An Unexpected Pleasure (The Mad Morelands #4)(16)



“You have trouble with ‘my lord’?” he asked as they strolled through the garden. “I find Americans often do.”

Megan cast a look up at him. He was gazing down at her, not quite smiling, but his green eyes were alight with life and amusement. Megan realized that it suddenly seemed more difficult to breathe.

What was the matter with her all of a sudden? Why did this man affect her so strangely? She had never felt so tongue-tied and nervous, so unsure of herself.

“I always tell them just to call me Moreland if it makes them feel better. Or Theo.”

“Oh, I could not do that,” Megan said hastily, then mentally castigated herself for sounding so missish.

“As you like,” he replied equably, guiding her around toward the side of the house, where they entered by a different door from the one Megan and the duchess had taken earlier.

“This is the gallery,” Theo told her. One wall of the long hall was a bank of windows overlooking the garden. The opposite wall held portrait after portrait. “Countless generations of former dukes,” Theo explained carelessly, gesturing toward the paintings. “Nothing much of interest here, although it makes a great long expanse for rolling hoops down or turning cartwheels.”

“Activities of the twins?” Megan asked, smiling. She could well picture the boys using the grand, somber gallery for such occupations.

“For all of us at one time or another,” Theo replied. “I fear Reed and I were rather like the twins when we were young. Of course, we were not able to communicate with one another without words as Con and Alex can, which I suppose put us at a disadvantage in the area of creating trouble. And we didn’t have quite the number of animals to add to the mix—Mother blames me for that.”

“Oh? Did you bring them Rufus?”

“No. Reed was responsible for him. Alex and Con found him in the woods near Reed’s house last fall, rather badly torn up. An old farmer there patched him up for them and nursed him back to health. Then they brought him back here to terrorize the household. But I am the one who sent them the parrot and the boa and a number of other unseemly pets.”

“Indeed? Those are rather unusual pets.”

“I travel a good deal,” Theo responded. “Only the fear of Mother’s wrath keeps me from sending back more. I wanted to bring them a koala bear from Australia, but then I would have had to transplant eucalyptus trees for them to eat, as well, so I gave it up.”

“That’s fascinating.

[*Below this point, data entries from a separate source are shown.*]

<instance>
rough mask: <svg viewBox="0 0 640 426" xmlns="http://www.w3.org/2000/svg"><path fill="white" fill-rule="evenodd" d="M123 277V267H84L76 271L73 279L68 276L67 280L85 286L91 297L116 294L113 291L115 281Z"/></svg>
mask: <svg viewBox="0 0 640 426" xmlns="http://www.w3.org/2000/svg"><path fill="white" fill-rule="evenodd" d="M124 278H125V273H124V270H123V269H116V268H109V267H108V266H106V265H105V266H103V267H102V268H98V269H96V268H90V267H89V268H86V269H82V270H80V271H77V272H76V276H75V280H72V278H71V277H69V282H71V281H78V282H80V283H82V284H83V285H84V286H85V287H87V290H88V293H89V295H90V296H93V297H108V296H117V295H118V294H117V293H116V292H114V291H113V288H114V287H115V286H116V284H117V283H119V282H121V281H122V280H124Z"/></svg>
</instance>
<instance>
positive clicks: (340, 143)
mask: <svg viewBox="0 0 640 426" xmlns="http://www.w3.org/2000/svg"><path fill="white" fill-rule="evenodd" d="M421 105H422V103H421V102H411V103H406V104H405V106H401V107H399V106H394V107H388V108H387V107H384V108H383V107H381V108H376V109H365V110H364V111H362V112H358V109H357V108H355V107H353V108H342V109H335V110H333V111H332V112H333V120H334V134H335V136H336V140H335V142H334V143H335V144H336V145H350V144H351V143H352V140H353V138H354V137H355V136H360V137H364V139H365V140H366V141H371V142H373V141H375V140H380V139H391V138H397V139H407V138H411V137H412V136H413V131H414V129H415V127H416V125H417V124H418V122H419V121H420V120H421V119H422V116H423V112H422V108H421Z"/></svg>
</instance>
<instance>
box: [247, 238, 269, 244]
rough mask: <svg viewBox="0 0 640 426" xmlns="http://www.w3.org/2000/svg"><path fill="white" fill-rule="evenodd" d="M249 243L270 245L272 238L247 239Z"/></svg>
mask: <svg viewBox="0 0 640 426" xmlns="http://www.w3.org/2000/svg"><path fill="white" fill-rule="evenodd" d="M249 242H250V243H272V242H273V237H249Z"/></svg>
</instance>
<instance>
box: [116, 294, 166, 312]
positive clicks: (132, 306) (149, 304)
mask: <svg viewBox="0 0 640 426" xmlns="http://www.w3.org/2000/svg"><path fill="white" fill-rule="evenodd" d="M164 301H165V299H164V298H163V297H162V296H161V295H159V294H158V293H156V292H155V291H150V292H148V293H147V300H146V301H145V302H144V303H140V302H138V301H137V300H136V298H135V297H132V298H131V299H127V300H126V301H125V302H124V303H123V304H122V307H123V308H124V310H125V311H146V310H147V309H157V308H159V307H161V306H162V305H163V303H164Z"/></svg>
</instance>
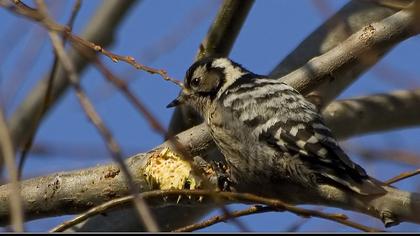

Where else have you been?” Megan kept her voice light and casual, though her heart sped up a little at finding herself so quickly on the threshold of the subject matter in which she was interested.

“Africa, China, the United States. India.”

“South America?” Megan suggested.

He looked off into the distance, and something in his face changed subtly, hardened. “Yes. There, too. Went searching for the headwaters of the Amazon.”

“And did you find them?” Megan watched him carefully, alert for even the most subtle signs.

Theo shrugged. Megan was about to ask him another question, but as they reached the end of the gallery and turned into the large open area of the foyer, Theo caught sight of a woman coming down the stairs, and he lifted his hand in greeting.

“Thisbe!” He turned toward Megan, saying, “Come. You must meet my sister Thisbe.”

Megan swallowed her irritation at the interruption and walked with him to the elegant staircase. She studied the woman coming down the steps.

She was tall and slender, as the duchess had been, but her hair was the rich black of Theo’s, and her eyes were an equally vivid green. Small spectacles perched on her narrow nose. She was dressed plainly in a dark skirt and white shirtwaist. Megan noticed that one cuff was ink-stained, and there was a smudge of something greenish on the blouse. She wore an abstracted look, but it vanished as she saw Theo, and she smiled broadly, her face lighting up.

“Theo!” She held out both her hands. “I haven’t seen you in—” she frowned “—well, in a long time.”

“That is because you have been locked in your shed out there for the better part of two days,” her brother replied teasingly, taking her hands in his and smiling down fondly into her face. “What have you been doing?”

“Experiments,” she replied. “I’ve been corresponding with a scientist in France regarding the effects of carbolic acid on—”

Theo raised his hands as if in surrender. “No. Please. You know I won’t understand a word of what you say.”

“Heathen,” Thisbe retorted without heat.

Theo turned toward Megan, saying, “I am the only member of my family who dislikes education.”

“No, not education. You merely dislike books,” Thisbe put in. She smiled at her brother and then at Megan. “And writing. He is the most dreadful correspondent—which is really quite horrid, as he is off traveling most of the time.” She extended her hand to Megan. “Hello, I am Thisbe Robinson, Theo’s twin.”

“I’m sorry,” Theo said. “You can see that I am equally abysmal with social skills. Thisbe, please allow me to introduce you to the twins’ new tutor, Miss Henderson.”

Thisbe looked faintly surprised, then pleased, and shook Megan’s hand heartily. “What a splendid idea. I am sure that a woman will deal much better with the boys. Have you met them yet?”